7.3 Ethics and safety
A practising engineer makes ethical decisions, with moral and physical implications of varying magnitudes, on a daily basis. Examples of ethical dilemmas are limitless, ranging from the engineer who takes home the odd pen, file or discarded paper 'for the children', to the engineer who signs off a project without checking the details and identifying a simple arithmetic error of magnitude. The implications of either may be negligible – such as where the cost is more than compensated in unpaid overtime, the error merely accidentally increases the factor of safety – or catastrophic, such as when a discarded piece of paper has sensitive industrial information that ends up with a major competitor, or an arithmetic error decreases the factor of safety and a component fails in use at the cost of human life. For the occasions when the ramifications of our decisions are not apparent to anyone else, then ethics are a matter of personal conscience. However, when the ripples of our actions spread out and cause damage or injury then we are legally responsible for the result. Very often, the difference between the two is a matter of luck.
The very nature of engineering implies that safety must be a primary issue. Even the most remote of robots will have some human interface somewhere along the line, and most engineering design, whether industrial or domestic, requires direct contact at one or more levels. Ethics and safety are often closely interwoven – our responsibility for safety in design is as much moral as it is professional – and there are safety practices to be observed at every stage of the design process.
Much of what we know now has been learned from bitter experience but, amazingly, evidence suggests that we are still inclined to become complacent over long periods of technological triumph, leading us to more narrow margins of safety and, ultimately, repeated disaster. Consider what you know of the most publicised engineering disasters over the last century, and how safety was compromised in each case. Often, these great catastrophes are the result of some very minor error, and not the technological billion-to-one misfortune we might hope to believe – see Table 6.
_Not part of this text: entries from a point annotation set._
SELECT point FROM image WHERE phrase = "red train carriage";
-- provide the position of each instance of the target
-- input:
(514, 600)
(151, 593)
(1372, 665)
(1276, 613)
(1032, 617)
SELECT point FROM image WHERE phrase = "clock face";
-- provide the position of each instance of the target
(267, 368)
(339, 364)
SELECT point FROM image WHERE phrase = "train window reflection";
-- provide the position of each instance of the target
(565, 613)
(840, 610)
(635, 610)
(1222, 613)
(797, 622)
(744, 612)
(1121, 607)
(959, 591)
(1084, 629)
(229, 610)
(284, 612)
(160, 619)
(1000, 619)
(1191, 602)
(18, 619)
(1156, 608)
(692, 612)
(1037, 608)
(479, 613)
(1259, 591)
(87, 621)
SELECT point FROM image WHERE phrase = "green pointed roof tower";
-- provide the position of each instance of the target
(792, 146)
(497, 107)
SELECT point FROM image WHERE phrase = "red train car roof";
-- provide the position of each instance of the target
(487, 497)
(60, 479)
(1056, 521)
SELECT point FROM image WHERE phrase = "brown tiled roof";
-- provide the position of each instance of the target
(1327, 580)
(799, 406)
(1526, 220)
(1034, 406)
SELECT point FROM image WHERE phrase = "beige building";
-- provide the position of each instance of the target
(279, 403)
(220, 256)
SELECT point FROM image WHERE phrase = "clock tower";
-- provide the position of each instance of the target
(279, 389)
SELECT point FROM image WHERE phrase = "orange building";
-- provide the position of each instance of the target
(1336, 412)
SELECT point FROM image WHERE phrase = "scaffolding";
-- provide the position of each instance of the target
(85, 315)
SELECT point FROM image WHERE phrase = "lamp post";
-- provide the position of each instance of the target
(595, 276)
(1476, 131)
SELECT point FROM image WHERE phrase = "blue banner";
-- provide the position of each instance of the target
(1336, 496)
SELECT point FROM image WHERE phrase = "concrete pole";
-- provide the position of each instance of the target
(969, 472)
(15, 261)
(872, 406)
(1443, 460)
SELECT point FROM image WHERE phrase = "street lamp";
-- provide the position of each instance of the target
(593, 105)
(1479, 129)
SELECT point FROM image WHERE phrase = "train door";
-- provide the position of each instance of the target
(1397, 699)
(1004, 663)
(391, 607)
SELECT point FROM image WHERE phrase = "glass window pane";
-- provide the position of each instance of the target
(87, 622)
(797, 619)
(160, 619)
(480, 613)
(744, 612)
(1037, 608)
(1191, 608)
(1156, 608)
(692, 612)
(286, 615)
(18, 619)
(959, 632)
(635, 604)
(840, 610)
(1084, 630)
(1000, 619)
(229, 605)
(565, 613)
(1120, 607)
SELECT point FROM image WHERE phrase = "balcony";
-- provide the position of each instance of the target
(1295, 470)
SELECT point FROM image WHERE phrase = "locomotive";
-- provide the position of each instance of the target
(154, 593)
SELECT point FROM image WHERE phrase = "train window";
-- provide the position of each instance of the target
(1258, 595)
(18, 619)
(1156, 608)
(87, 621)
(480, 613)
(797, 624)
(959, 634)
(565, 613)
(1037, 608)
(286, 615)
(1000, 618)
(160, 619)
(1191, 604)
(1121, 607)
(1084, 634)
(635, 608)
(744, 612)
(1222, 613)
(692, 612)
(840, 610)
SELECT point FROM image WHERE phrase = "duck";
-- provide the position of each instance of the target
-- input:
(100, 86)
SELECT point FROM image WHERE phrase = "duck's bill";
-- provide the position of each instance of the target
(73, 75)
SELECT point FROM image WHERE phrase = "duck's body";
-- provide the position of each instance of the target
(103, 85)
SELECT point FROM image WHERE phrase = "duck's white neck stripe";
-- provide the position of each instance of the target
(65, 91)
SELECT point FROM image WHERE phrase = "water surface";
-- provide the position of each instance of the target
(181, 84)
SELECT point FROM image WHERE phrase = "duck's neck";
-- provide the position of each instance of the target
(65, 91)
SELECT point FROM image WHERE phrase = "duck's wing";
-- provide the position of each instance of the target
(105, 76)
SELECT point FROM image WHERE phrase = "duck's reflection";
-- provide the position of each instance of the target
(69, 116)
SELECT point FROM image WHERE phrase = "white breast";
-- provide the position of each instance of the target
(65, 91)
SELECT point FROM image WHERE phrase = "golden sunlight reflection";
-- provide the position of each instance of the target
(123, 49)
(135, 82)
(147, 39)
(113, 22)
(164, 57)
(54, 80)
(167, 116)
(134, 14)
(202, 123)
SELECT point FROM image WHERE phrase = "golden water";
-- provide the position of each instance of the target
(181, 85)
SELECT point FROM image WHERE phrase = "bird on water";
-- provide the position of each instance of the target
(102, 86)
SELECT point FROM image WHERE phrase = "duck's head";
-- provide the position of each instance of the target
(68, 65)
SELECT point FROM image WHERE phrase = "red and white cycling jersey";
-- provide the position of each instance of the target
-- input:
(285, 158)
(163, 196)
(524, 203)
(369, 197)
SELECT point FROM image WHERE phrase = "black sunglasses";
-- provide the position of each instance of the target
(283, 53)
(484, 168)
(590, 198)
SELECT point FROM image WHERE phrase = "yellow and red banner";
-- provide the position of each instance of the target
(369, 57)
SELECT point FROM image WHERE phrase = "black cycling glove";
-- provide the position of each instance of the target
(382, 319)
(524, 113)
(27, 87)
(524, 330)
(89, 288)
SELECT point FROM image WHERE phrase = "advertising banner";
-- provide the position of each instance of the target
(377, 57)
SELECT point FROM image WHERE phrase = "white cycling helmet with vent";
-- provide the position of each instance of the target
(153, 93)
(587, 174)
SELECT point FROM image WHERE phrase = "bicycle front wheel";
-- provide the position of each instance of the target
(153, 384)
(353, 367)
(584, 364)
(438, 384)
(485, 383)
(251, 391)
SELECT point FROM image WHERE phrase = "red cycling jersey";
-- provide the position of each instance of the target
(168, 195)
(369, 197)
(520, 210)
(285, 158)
Date | Disaster | Fundamental cause |
---|---|---|
2000 | Concorde: fire and crash, shortly after take-off (113 dead) | Debris on runway and fuel tank susceptible to damage from same |
1986 | Chernobyl: meltdown of nuclear reactor core, and large-scale radioactive contamination | Safety procedures ignored, and design flaws |
1986 | Challenger Space Shuttle: exploded 73 seconds into flight (7 dead) | Design flaw in O-ring seals on the booster engines |
1981 | Hyatt Regency Hotel: suspended catwalk collapsed over a dance floor (114 dead) | Design change and failure to anticipate overload |
1979 | Three Mile Island: 51 per cent meltdown of nuclear reactor core | Incorrect procedures |
1940 | Tacoma Narrows Bridge: bridge collapsed | Unexpected wind-induced vibrations |
The study summarised in Table 7 investigated 800 cases (and millions of pounds worth) of structural failure, in which 504 people died and 592 were injured. When engineers were to blame, the study categorised the causes of failure (and hence breaches in safety).
Insufficient knowledge | 68% |
---|---|
Underestimation of influence | 16% |
Ignorance, carelessness or negligence | 14% |
Forgetfulness, error | 13% |
Relying on others without sufficient control | 9% |
Objectively unknown situation | 7% |
Imprecise definition of responsibilities | 1% |
Choice of bad quality | 1% |
Other | 3% |
*Note that the percentages add up to more than 100 – some failures were attributed to more than one cause.
You can see that in a whopping 68 per cent of cases, 'insufficient knowledge' on the part of the engineers was a contributing factor. Again, this has to be an ethics issue – can we really accept that all these engineers were so lacking in self-awareness that they truly believed in their own abilities, or were some of them just not brave enough to admit they were out of their depth at the time? The lesson is clear. You don't need to store everything you study in a photographic memory compartment, but it is essential to remember that, as a professional engineer, you are accountable for your actions; and this includes recognising when you need to bring in expertise from a colleague or external sources.